Jonathan Filion a eu l’occasion de se rendre à Davos, à l’Eisstadion. Surnommé la cathédrale, cet aréna est unique au monde, avec son toit en bois. La Coupe Spengler y est organisée chaque année.

«Il faut le vivre au moins une fois! Ce qui me frappe en Europe, c’est l’ambiance qui règne dans les arénas. C’est digne du foot [soccer]. Tu as des partisans dans les coins de la patinoire qui ne s’assoient jamais. Je ne savais pas que le hockey était si populaire en Suisse, mais c’est le deuxième sport en importance.»

Au quotidien, il peut fraterniser avec des compatriotes: la National League compte plusieurs Canadiens, dont certains Québécois. Bilingue (anglais et français), il aimerait apprendre le suisse allemand, l’une des quatre langues officielles du pays.
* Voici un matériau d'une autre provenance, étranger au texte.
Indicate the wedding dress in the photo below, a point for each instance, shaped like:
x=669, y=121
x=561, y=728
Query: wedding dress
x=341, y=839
Par contre, de là à apprivoiser le fromage, il y a un pas qu’il n’est pas encore prêt à franchir! «Je ne suis pas un fan, concède Jonathan Filion en riant. En entrant dans un aréna à notre arrivée, j’ai dit à ma blonde que ça sentait le vestiaire des joueurs, littéralement le sac de hockey. C’était en fait l’odeur de la raclette. On finit par s’habituer!»
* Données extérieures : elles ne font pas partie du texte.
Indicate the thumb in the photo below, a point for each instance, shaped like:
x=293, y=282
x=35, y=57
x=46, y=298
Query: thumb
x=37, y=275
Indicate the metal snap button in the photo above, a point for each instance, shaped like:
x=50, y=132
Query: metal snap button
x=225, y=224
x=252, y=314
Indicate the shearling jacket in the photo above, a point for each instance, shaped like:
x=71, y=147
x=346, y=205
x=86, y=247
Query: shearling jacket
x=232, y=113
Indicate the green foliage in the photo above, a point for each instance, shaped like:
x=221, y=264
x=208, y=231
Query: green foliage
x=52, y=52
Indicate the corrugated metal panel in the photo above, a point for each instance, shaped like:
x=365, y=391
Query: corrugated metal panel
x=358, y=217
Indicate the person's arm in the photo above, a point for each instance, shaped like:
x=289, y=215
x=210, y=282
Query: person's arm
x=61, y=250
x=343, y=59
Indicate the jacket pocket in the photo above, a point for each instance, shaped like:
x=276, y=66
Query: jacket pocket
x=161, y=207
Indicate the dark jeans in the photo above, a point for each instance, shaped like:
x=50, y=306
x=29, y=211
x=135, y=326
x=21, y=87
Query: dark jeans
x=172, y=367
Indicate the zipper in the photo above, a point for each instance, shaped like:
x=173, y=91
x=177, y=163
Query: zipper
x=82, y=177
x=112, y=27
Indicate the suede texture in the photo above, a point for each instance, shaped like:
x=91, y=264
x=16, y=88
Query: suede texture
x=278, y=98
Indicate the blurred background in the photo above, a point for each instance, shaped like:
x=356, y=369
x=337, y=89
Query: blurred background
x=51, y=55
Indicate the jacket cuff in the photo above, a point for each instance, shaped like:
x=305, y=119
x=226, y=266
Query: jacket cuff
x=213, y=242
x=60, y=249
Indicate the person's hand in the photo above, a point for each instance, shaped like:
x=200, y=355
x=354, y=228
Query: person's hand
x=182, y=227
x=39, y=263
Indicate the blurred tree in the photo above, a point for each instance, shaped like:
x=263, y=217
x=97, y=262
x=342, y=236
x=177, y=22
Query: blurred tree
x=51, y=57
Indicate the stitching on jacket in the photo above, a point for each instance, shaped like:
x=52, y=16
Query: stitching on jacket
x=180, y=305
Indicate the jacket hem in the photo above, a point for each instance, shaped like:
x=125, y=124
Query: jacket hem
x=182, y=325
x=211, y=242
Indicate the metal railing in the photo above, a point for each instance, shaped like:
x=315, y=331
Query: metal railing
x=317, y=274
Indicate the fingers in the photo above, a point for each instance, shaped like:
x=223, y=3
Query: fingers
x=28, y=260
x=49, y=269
Le coronavirus joue les trouble-fêtes

Jonathan Filion comptait les jours avant le début des séries éliminatoires du Championnat de Suisse de hockey. Le coronavirus a malheureusement déjoué les plans de tous, si bien que les activités sportives en Europe sont compromises, conséquence du virus.

Durement touché, le nord de l’Italie partage une grande frontière avec la Suisse. Des villes sont en quarantaine, une tranche de la population panique.

Dans cette effervescence, le championnat a suspendu ses opérations jusqu’au 15 mars. En Suisse, le gouvernement interdit les événements rassemblant plus de
1000 personnes.

Les dirigeants étudient divers scénarios: des matchs présentés à huis clos, le prolongement de la suspension ou carrément l’annulation des séries. Mardi, la National League devrait annoncer que les éliminatoires se dérouleront à huis clos. «C’est une situation hyper complexe, regrette le journaliste de MySports. En même temps, c’est une question de santé publique. Le hockey en Suisse, ça se joue de septembre à avril. Mais pour une chaîne de télé comme la nôtre, les mois les plus rentables sont mars et avril. On se croise les doigts.»

Comme si ce n’était pas déjà assez compliqué, les villes de Lausanne et Zurich doivent accueillir le Championnat mondial
de hockey masculin, en mai. 

Bref les semaines à venir seront déterminantes pour le hockey européen, à l’image du monde du sport de haut niveau en général.